ALISON KODJAK, BYLINE: The poll shows that three quarters of people say new funding to deal with the Zika outbreak should be an important or top priority for Congress. Mollyann Brodie is with the Kaiser Family Foundation.
MOLLYANN BRODIE: People generally do value spending money when there is sort of a public health emergency.
KODJAK: And that's because they're worried about the disease. Half of the people in the poll said they'd be uncomfortable traveling to Florida, where Zika has flared up. And 77 percent say pregnant women are not safe in those areas.
BRODIE: It is something that the local officials have to take really seriously because in many of those areas, the tourism industry is a big part of those communities.
KODJAK: President Obama asked for $1.9 billion to fight Zika back in February. So far, Congress hasn't allocated anything. The administration has been shifting money from other parts of the budget to address the Zika threat. Some was for Ebola, and some was for states to prepare for emergencies. Mark Harkins is a senior fellow at Georgetown's Government Affairs Institute.

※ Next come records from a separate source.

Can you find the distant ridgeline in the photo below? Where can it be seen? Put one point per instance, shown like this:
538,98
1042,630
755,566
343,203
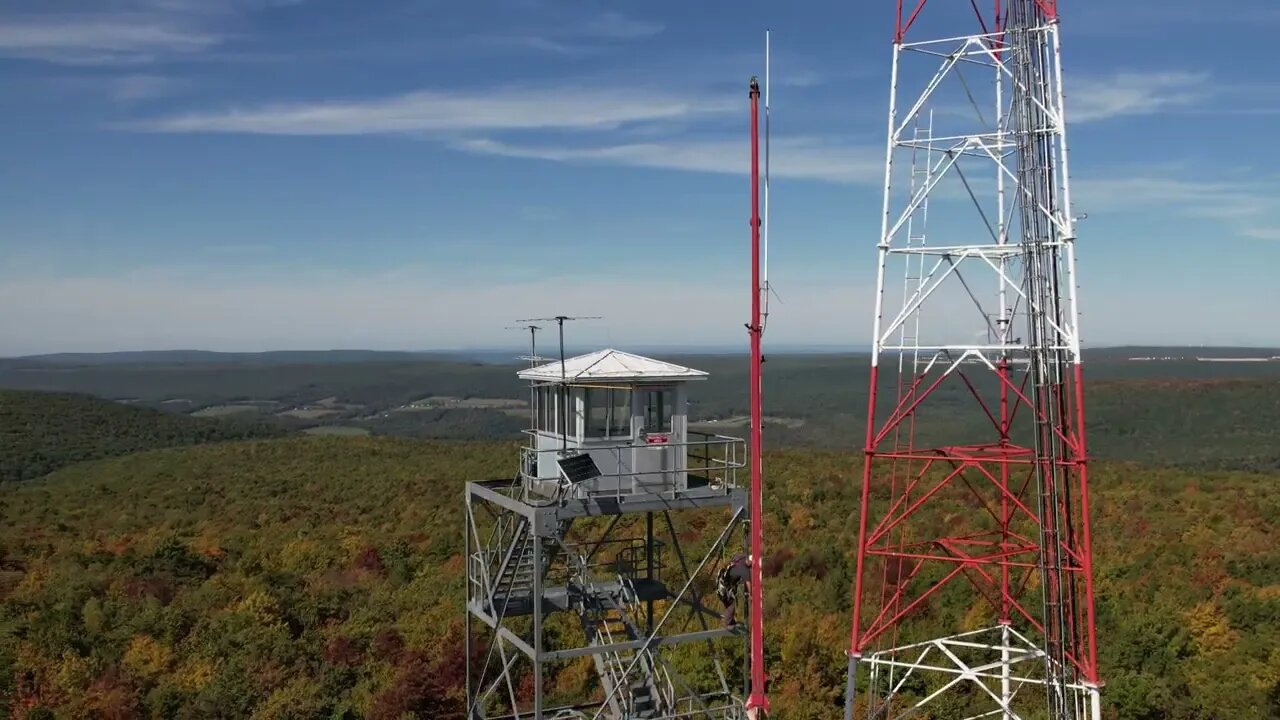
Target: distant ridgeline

MARK HARKINS: As part of the appropriations bills themselves, there's always a provision that says you may transfer money or reprogram money based on certain levels.
KODJAK: But, he says, there's an even bigger money-shifting loophole.
HARKINS: They also put in a little out that says, you can move money at any point, at any amount, as long as you give us 15 days' notice.
KODJAK: And now some Republican lawmakers, rather than add to the budget, seem to want the administration to use that loophole. Senator Chuck Grassley, along with some colleagues, sent a letter to the Department of Health and Human Services pointing to $20 billion sitting in its account and the State Department's, that could be used for Zika. But Harkins says much of that money is meant for other programs, like fighting AIDS in Africa and just hasn't been spent yet.
HARKINS: He doesn't care if that money is supposed to be used for multiple different things. He's just saying, since you think some money should come out of that account, take any money that's still left in that account.
KODJAK: But the administration says there won't be any money left for Zika by the end of this month. Meantime, state health officials are scrambling. Frank Welch, the head of preparedness at Louisiana's Health Department, says his federal grant to prepare for all kinds of health emergencies was cut and replaced with money that can only be used for Zika.
FRANK WELCH: None of those other threats or emergencies that are very real possibilities have gone away, and we took about a $700,000 cut.
KODJAK: So federal and state health officials are likely to keep playing accounting games if Congress fails to approve a new budget to deal with the virus. Alison Kodjak, NPR News, Washington.